Barelvi organization

All India Muslim Jamaat (abbr. AIMJ) is an Indian Non-governmental religious organization belonging to the Barelvi movement of Sunni Islam. It was established on 17 September 2022 at the residence of Mannan Raza Khan, brother of Akhtar Raza Khan on the occasion of 104th Urs-e-Razvi of Ahmed Raza Khan Barelvi. Shahabuddin Razvi is the President of this organization.

== Activities ==
All India Muslim Jamaat openly supported the Government of India's decision on banning Popular Front of India, they claimed PFI as a radical group. They previously demanded Government to impose ban on the organization, saying that they follow a radicalized ideology and appealed Sunni Barelvi and Sufi Muslims to maintain distance from such organizations. The committee stated that these organizations should be banned to safeguard the Unity of the Country.

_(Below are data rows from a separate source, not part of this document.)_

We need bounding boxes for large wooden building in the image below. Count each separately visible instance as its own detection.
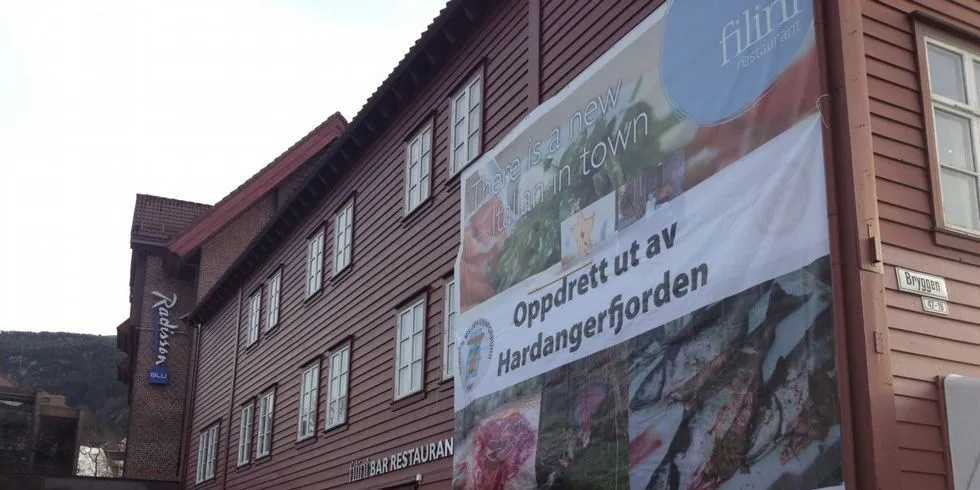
[117,0,980,490]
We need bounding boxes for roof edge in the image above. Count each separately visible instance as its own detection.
[170,112,347,259]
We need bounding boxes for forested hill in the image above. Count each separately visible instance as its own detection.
[0,331,129,445]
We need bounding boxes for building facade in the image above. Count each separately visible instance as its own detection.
[167,0,980,490]
[116,194,211,481]
[117,114,346,481]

On 17 September 2022, a meeting was held at Bareilly Sharif Dargah located at the 'Islamic Research Center', which was presided by Shahabuddin Razvi, National President of AIMJ.

In February 2023, Shahabuddin Razvi, the President of AIMJ stated that the All India Muslim Personal Law Board is going so far from their ideology, it was established to look into the interference in Muslim laws, but the organization is now into the Political matter.